Since the potential drop through the electrolyte was dramatically decreased by the sawtooth electrodes, much less heat was generated in electrolysis. As a result, 6 kW had to be furnished by the ac power supply during electrolysis to keep the electrolyte at 450° C.
Following cell operation at 3,000 A, the cell was operated at 4,000 A for 58 h. The operational data at 4,000 A are given in table 3. Current efficiency was excellent at 99.5 pct. Cell voltage increased to 3.0 V and resulted in an energy requirement of 0.77 kW-h/kg. Voltage losses in the leads at 4,000 A increased to 0.9 V. Cell potential from anode to cathode was 2.1 V and showed little influence of chlorine gas on the electrolyte conductivity. At 4,000 A, the ac power requirement to keep the electrolyte at 450° C was decreased to 4 kW.

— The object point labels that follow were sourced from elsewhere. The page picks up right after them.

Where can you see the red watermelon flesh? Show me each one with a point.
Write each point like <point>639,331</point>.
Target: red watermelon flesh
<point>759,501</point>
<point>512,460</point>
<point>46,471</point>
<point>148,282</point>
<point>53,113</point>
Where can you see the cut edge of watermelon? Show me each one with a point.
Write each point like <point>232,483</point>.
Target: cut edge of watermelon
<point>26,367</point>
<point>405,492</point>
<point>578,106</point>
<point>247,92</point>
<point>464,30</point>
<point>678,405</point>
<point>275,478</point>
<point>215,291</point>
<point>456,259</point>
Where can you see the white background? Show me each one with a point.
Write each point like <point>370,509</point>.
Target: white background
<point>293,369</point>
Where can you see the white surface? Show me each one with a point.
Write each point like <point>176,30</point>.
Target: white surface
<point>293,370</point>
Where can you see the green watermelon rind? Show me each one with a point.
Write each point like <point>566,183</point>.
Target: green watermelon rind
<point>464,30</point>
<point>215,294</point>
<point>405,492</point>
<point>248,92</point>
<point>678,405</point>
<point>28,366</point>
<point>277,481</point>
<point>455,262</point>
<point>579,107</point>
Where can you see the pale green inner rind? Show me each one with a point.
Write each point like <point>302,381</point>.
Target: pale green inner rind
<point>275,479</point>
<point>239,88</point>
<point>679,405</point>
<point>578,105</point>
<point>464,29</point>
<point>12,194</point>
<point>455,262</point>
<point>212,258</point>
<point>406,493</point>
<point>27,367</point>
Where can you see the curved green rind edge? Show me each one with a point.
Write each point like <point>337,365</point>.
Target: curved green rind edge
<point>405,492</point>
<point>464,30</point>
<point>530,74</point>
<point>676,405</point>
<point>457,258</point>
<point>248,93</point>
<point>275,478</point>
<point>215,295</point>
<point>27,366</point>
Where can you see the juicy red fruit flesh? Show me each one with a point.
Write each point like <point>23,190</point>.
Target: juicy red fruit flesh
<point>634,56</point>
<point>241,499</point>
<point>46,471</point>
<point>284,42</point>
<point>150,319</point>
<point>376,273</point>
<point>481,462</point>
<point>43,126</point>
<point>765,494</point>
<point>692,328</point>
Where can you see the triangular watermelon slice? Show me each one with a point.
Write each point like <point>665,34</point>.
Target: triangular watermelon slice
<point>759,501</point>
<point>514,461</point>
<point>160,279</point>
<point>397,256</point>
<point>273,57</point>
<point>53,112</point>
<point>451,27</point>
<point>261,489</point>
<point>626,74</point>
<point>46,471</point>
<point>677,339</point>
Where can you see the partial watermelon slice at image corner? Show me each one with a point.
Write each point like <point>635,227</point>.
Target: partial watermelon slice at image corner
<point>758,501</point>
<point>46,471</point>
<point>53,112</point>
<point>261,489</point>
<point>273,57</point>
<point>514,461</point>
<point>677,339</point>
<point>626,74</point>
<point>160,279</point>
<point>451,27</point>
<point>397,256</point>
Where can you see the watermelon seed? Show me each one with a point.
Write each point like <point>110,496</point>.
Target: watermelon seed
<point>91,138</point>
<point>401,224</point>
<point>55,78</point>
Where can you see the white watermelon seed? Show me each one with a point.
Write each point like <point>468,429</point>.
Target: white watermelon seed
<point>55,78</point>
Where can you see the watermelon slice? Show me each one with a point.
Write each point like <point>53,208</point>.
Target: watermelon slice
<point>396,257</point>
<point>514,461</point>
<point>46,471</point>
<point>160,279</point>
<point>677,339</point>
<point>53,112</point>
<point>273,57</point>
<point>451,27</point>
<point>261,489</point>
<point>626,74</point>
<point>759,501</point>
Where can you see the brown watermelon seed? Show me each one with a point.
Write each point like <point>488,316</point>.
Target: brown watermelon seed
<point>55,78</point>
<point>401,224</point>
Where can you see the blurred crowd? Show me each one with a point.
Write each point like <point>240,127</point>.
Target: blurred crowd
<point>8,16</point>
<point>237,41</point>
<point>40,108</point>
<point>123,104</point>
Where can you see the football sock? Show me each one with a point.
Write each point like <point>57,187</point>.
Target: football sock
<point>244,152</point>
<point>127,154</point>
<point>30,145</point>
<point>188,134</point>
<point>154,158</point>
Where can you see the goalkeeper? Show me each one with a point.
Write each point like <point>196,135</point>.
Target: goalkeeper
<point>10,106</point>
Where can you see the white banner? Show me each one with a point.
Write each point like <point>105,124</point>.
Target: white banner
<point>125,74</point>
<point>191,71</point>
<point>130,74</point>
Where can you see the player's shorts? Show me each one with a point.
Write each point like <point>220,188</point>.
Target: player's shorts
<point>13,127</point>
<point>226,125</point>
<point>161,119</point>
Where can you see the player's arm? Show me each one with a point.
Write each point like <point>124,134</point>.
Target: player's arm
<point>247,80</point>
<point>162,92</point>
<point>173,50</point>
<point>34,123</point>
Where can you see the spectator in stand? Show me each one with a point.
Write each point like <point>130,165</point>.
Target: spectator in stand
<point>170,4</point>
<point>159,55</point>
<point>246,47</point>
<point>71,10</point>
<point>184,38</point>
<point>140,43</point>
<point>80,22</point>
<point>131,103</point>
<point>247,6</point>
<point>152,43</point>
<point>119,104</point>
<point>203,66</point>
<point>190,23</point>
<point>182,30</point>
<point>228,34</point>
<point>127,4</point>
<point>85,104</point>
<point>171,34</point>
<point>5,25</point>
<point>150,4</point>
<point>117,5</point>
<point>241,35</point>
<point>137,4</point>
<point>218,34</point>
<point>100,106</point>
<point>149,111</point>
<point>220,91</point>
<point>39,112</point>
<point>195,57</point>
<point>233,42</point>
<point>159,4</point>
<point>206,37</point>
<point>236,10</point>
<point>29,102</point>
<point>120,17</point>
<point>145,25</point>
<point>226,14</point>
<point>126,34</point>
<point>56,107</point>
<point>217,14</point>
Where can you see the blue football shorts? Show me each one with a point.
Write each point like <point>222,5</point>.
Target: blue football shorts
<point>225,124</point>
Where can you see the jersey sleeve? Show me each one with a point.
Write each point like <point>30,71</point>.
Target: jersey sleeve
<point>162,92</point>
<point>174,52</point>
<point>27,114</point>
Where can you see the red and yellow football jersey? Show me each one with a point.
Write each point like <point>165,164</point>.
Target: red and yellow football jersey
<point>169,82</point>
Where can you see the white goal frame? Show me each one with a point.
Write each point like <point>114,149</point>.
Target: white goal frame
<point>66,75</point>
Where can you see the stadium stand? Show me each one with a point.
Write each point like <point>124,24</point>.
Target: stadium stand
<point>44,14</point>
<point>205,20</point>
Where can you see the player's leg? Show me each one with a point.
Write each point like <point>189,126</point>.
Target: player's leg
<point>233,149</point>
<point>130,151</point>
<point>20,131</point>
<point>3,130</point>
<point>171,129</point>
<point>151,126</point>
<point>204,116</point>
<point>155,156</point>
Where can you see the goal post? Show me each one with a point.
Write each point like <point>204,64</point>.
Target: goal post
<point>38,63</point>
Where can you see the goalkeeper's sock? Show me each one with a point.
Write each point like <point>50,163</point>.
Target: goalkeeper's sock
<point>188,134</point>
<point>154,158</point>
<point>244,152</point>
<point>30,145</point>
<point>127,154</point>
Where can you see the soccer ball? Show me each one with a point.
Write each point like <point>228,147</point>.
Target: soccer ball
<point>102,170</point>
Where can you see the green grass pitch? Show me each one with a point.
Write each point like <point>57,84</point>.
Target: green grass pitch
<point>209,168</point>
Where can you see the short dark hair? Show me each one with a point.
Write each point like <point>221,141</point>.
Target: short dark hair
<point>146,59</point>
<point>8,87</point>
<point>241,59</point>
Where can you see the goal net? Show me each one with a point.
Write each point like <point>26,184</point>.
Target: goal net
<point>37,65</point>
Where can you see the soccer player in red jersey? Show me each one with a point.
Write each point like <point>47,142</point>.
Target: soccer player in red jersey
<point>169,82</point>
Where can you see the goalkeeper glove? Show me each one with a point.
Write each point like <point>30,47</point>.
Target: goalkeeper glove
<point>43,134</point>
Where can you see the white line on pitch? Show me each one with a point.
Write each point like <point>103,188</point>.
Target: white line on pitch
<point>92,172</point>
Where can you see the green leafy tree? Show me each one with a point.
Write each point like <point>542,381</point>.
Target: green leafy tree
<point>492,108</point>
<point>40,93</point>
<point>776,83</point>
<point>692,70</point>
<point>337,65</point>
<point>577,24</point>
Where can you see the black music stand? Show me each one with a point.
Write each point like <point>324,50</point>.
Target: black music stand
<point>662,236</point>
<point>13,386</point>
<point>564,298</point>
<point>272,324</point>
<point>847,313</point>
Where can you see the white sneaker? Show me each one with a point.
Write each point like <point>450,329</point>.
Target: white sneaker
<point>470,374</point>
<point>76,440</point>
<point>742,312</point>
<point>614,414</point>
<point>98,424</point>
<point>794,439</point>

Table 4 shows a breakdown of the voltages obtained with the sawtooth electrodes and the horizontal flat-plate electrodes. The voltage losses in the electrodes, ReI, were subtracted from the calculated and measured total cell voltages, VT and V, respectively (table 4). Thus, Vt is Vcell – ReI table 4. As stated previously, the voltage losses in the electrode leads were 0.6 and 0.9 V at 3,000 and 4,000 A, respectively. The absolute electrolyte conductivity, K, and the electrode overvoltages, Na and Nc, were obtained from the same data sources that were used for the bench-scale results. The data for the sawtooth electrodes at a current density of 0.69 A/cm² were based on 10 min of cell operation at 5,730 A.

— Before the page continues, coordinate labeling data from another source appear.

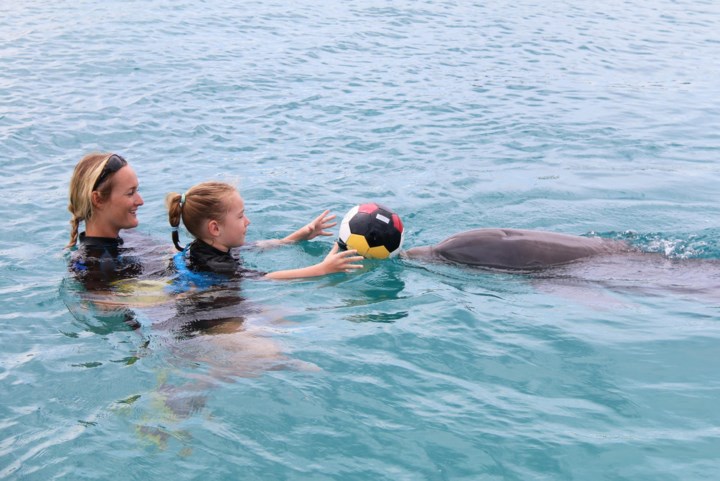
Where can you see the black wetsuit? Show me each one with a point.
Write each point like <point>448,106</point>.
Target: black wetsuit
<point>209,277</point>
<point>201,257</point>
<point>100,261</point>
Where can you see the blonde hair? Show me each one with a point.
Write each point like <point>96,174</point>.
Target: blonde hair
<point>202,202</point>
<point>86,174</point>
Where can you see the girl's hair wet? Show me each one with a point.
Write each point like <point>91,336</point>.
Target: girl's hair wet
<point>94,172</point>
<point>203,202</point>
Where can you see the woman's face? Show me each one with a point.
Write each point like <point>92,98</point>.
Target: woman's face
<point>234,225</point>
<point>120,210</point>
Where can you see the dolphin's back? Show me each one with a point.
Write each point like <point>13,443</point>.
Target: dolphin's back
<point>520,249</point>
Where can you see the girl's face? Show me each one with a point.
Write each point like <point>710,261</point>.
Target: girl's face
<point>120,210</point>
<point>234,226</point>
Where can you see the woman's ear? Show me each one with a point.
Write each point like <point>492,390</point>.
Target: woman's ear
<point>96,199</point>
<point>214,228</point>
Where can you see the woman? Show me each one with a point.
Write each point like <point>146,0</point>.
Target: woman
<point>104,195</point>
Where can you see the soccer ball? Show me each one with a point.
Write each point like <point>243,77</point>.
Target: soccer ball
<point>373,230</point>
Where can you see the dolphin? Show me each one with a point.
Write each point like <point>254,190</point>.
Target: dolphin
<point>516,249</point>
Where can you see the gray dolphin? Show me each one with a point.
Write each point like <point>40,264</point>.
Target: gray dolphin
<point>516,249</point>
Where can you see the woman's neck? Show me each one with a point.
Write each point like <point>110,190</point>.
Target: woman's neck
<point>215,245</point>
<point>98,229</point>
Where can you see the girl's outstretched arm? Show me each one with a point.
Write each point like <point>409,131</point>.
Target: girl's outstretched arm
<point>334,262</point>
<point>316,227</point>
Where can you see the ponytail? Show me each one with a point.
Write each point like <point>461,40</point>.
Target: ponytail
<point>173,202</point>
<point>202,202</point>
<point>74,227</point>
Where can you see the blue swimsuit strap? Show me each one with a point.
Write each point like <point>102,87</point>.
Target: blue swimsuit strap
<point>186,278</point>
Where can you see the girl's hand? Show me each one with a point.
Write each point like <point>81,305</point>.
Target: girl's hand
<point>318,226</point>
<point>340,261</point>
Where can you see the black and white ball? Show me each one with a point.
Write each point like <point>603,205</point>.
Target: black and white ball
<point>375,231</point>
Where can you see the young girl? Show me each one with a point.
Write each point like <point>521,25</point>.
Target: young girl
<point>214,213</point>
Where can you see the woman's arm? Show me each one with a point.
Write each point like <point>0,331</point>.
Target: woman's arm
<point>315,228</point>
<point>334,262</point>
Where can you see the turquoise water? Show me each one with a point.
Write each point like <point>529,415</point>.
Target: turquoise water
<point>573,117</point>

The measured total cell voltages, V, recorded for the sawtooth electrodes are in excellent agreement with the calculated values, VT. In addition, the measured cell voltages agree closely with the bench-scale cell voltages at 0.8-cm electrode spacing if the electrolyte resistance is increased as projected because of the increase in electrode spacing.

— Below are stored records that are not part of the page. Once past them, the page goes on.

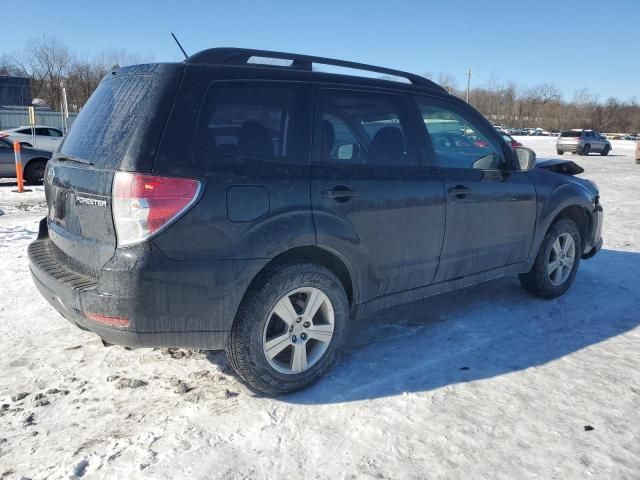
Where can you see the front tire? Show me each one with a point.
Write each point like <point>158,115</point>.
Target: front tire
<point>557,262</point>
<point>289,328</point>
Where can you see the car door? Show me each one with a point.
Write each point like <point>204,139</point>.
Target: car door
<point>490,207</point>
<point>7,160</point>
<point>373,202</point>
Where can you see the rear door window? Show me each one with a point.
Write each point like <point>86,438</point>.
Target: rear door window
<point>366,128</point>
<point>458,142</point>
<point>250,121</point>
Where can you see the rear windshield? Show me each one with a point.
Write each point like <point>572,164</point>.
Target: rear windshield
<point>572,133</point>
<point>106,124</point>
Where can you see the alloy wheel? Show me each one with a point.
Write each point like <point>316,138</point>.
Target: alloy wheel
<point>298,330</point>
<point>561,259</point>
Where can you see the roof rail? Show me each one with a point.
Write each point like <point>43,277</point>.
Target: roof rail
<point>241,56</point>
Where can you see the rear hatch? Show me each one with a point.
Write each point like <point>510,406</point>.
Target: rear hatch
<point>119,128</point>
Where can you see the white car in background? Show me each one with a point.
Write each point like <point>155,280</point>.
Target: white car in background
<point>46,138</point>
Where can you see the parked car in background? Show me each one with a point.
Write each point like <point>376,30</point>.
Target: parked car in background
<point>231,230</point>
<point>583,142</point>
<point>34,162</point>
<point>511,141</point>
<point>539,132</point>
<point>46,138</point>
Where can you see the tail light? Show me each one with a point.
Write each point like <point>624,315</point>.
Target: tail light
<point>144,205</point>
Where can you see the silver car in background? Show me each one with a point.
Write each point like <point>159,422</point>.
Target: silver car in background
<point>46,138</point>
<point>583,142</point>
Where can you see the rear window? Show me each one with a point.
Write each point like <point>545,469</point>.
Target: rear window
<point>107,123</point>
<point>251,121</point>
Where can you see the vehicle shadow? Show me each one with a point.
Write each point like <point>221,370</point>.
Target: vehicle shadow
<point>480,332</point>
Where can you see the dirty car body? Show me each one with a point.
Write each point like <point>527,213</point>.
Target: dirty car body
<point>391,225</point>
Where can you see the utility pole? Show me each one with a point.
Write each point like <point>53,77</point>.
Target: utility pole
<point>65,109</point>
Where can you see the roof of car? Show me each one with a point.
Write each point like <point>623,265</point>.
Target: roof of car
<point>304,63</point>
<point>35,126</point>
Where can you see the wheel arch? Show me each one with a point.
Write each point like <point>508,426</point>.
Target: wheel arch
<point>321,256</point>
<point>578,214</point>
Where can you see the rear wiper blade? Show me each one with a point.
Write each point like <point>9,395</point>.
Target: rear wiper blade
<point>71,158</point>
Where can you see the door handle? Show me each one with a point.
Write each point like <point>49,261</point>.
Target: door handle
<point>459,191</point>
<point>339,193</point>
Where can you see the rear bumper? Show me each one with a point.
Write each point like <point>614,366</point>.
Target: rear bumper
<point>168,303</point>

The agreement between the data obtained with the bench-scale and the large cells indicates that chlorine gas buildup was not a problem with the sawtooth electrodes. Even at 0.69 A/cm², the difference between the calculated and experimental voltages is 0.1 V, which according to equation 3 would correspond to a gas fraction of only 8 pct.
By contrast, with the horizontal flat-plate electrodes operating at 0.7 A/cm², the difference between the measured and the calculated voltage is 1.2 V, which means the gas fraction calculated from equation 3 was 39 pct. A gas fraction of this magnitude causes the electrolyte resistance to double.
Summary and Conclusions
Lead metal was electrowon from a LiCl-KCl-PbCl2 electrolyte at 450° C at 3,000 and 4,000 A with a sawtooth electrode assembly. At 3,000 A the energy required was 0.66 kW-h/kg of lead metal produced and was considerably less than the 1.32 kW-h/kg required with horizontal flat-plate electrodes. To achieve the energy decrease, chlorine gas removal from the anode was improved, electrode spacing was decreased from 1.9 to 1.27 cm, and the electrode surface area was doubled. Chlorine gas did not increase the electrolyte resistance with the sawtooth electrodes at either 3,000- or 4,000-A cell current, while chlorine doubled the electrolyte resistance with the flat-plate electrodes. The improvements in electrolysis efficiency will significantly decrease the cost of producing lead metal by the ferric chloride leaching-molten-salt electrolysis process.